In order to corroborate the idea that the impact of environmental enrichment on Cajal–Retzius cells is due to cell-type specific mechanisms, and not to global effects involving every type of neuron, we compared the densities of dentate gyrus parvalbumin-immunoreactive interneurons in juvenile mice (P36) housed in control versus enhanced conditions (Fig. 5). As shown in Figure 5, the density of parvalbumin interneurons (measured as number of parvalbumin-labeled interneurons per 100 μm of inner GCL) was not affected either in Wnt3a or PDE1c animals. In Wnt3a control mice the density of parvalbumin cells was 1.72 ± 0.12 compared with 1.71 ± 0.09 in the group exposed to environmental enrichment (P > 0.05). Similarly, in PD1Ec animals densities were 2.34 ± 0.07 and 2.56 ± 0.10 in control versus treated animals (P > 0.05). However, we also confirmed in the same mice that exposure to enriched conditions increased the density of Ki67-stained nuclei (Wnt3a from 7.66 ± 0.27 to 8.94 ± 0.37, P < 0.05 and in PDE1c from 7.54 ± 0.35 to 9.28 ± 0.49, P < 0.01).

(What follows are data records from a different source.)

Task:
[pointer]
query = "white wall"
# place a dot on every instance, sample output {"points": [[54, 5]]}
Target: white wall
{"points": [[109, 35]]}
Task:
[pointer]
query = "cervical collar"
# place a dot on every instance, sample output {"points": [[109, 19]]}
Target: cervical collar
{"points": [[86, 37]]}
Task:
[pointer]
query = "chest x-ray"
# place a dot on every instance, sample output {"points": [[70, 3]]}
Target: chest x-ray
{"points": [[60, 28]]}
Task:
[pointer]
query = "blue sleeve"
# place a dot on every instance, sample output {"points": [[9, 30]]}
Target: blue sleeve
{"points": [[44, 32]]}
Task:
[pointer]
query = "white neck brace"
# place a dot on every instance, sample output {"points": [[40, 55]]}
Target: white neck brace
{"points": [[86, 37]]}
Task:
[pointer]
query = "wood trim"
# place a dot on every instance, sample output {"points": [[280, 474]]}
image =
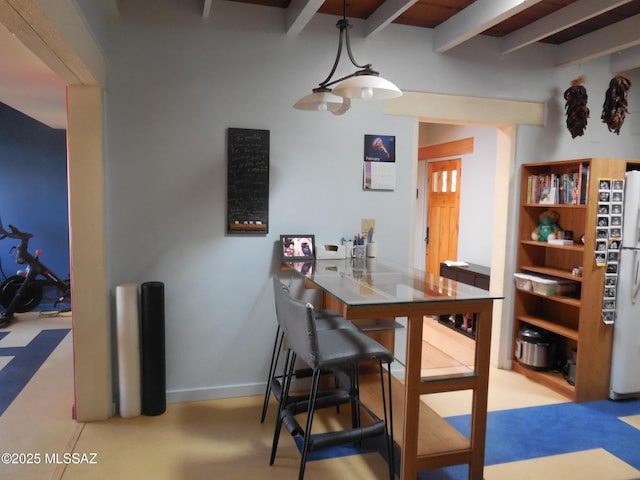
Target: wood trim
{"points": [[447, 149]]}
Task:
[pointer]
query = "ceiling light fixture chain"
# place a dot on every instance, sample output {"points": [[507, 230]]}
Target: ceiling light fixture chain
{"points": [[364, 83]]}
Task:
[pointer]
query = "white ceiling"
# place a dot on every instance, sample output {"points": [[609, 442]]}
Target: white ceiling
{"points": [[28, 85]]}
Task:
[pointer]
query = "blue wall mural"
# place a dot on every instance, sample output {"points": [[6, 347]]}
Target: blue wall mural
{"points": [[33, 190]]}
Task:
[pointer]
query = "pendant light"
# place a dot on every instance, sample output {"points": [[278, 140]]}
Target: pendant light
{"points": [[364, 83]]}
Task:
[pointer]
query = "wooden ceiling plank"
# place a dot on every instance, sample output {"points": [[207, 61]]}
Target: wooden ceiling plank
{"points": [[473, 20], [626, 60], [52, 45], [607, 40], [17, 25], [569, 16], [386, 14], [299, 14]]}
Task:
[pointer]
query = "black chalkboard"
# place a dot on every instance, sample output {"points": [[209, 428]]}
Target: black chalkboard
{"points": [[247, 180]]}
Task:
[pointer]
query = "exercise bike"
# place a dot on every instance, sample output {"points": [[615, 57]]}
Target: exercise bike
{"points": [[23, 293]]}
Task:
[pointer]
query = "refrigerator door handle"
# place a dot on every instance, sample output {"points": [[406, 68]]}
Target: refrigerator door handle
{"points": [[636, 277]]}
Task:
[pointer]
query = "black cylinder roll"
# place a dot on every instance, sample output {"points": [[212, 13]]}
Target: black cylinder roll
{"points": [[154, 390]]}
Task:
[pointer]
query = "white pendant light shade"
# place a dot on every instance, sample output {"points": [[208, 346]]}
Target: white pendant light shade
{"points": [[367, 87], [319, 102]]}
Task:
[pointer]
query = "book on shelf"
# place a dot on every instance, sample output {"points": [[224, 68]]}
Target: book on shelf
{"points": [[568, 188]]}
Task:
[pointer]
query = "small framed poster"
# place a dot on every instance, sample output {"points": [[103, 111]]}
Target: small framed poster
{"points": [[297, 248]]}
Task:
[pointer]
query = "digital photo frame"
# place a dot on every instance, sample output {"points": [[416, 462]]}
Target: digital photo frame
{"points": [[297, 248]]}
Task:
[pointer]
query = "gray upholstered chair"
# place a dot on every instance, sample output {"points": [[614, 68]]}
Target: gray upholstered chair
{"points": [[321, 351], [325, 320]]}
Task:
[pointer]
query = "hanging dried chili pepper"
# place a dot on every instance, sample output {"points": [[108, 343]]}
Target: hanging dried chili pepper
{"points": [[576, 107], [614, 109]]}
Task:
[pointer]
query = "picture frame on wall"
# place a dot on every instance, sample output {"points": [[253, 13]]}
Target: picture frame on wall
{"points": [[297, 248], [379, 172]]}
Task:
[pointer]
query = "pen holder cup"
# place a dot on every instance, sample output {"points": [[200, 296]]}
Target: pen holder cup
{"points": [[358, 252], [371, 249]]}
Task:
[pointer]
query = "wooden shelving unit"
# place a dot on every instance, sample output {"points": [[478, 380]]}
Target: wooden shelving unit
{"points": [[574, 319]]}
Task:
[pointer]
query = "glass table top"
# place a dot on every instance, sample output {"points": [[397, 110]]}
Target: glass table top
{"points": [[375, 281]]}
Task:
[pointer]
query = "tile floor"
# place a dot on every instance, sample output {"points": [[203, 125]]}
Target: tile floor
{"points": [[223, 439]]}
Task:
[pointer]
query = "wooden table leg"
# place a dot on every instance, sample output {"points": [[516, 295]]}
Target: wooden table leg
{"points": [[409, 453], [480, 394]]}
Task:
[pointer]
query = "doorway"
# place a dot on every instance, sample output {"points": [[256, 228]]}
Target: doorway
{"points": [[443, 213]]}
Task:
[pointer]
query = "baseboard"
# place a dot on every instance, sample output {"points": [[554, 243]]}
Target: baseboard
{"points": [[215, 393]]}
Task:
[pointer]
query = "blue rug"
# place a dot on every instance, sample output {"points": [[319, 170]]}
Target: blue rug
{"points": [[535, 432], [25, 363]]}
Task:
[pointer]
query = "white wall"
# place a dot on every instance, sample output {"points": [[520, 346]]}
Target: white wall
{"points": [[175, 83]]}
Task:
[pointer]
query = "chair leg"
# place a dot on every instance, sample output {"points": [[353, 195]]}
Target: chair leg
{"points": [[289, 365], [310, 412], [388, 419], [275, 355]]}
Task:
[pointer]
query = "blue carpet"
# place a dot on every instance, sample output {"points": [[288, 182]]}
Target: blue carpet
{"points": [[535, 432], [26, 362]]}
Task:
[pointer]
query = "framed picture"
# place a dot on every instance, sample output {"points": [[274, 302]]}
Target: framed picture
{"points": [[297, 248]]}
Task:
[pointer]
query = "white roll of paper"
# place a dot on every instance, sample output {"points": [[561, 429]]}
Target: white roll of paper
{"points": [[128, 333]]}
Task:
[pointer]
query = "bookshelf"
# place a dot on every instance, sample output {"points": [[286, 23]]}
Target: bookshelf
{"points": [[573, 320]]}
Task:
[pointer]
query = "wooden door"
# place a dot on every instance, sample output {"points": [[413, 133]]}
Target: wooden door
{"points": [[443, 210]]}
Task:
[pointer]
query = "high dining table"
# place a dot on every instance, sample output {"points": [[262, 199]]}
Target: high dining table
{"points": [[375, 288]]}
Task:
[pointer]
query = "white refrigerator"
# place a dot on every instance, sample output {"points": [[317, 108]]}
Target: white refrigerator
{"points": [[625, 358]]}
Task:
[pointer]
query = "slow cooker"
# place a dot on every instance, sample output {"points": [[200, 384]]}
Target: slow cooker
{"points": [[535, 349]]}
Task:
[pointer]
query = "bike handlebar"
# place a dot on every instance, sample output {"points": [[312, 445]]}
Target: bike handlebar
{"points": [[14, 233]]}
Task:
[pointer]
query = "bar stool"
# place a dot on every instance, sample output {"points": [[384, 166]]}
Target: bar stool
{"points": [[321, 351], [325, 320]]}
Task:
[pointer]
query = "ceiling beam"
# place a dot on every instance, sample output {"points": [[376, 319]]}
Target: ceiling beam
{"points": [[626, 60], [52, 43], [299, 14], [557, 21], [475, 19], [607, 40], [385, 14]]}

Having verified the effectiveness of our treatment in juvenile animals, we next decided to investigate the time-course of the impact of environmental enrichment on Cajal–Retzius cells in mice from early postnatal ages to full adulthood.
As shown in Figure 6, we found that the effect of enriched conditions was measurable as an overall increase of hippocampal Cajal–Retzius cell densities (P < 0.001), with significant increases in the P21–P112 range. In Wnt3a mice we estimated a relative augmentation of ~30% for animals older than P14, which was similar to what calculated for PDE1c animals (~23%). No change was observed at younger ages (1% and −1% in the 2 aforementioned genotypes, respectively, P7–P14,). Cajal–Retzius cells in layer 1 of the adjacent cortex did not show any differences between controls and treated groups (~7% and ~3% relative increase for the entire P7–P112 range in Wnt3a and PDFE1c, respectively, P > 0.05 in both cases). Another interesting observation from these experimental datasets is that the density of Cajal–Retzius cells of the fully mature hippocampus (P112) is similar to what estimated in the adjacent cortical areas at much earlier postnatal stages (P7–P14). Taken together, these results unequivocally confirm previous suggestions that not only are Cajal–Retzius cells present in the developing hippocampus, but they are also an integral part of its adult circuits.
We next investigated whether the effect of the treatment was specific to particular subfields of the hippocampus or it was homogeneously distributed. As shown in Figure 7, density plot maps revealed a broad effect distributed to all the molecular layers along the hippocampal fissure and in the outer molecular layer of the infrapyramidal blade of the dentate gyrus. Thus, the impact of environmental enrichment appears to generally affect the density of hippocampal Cajal–Retzius cells, irrespective of their specific subfield localization.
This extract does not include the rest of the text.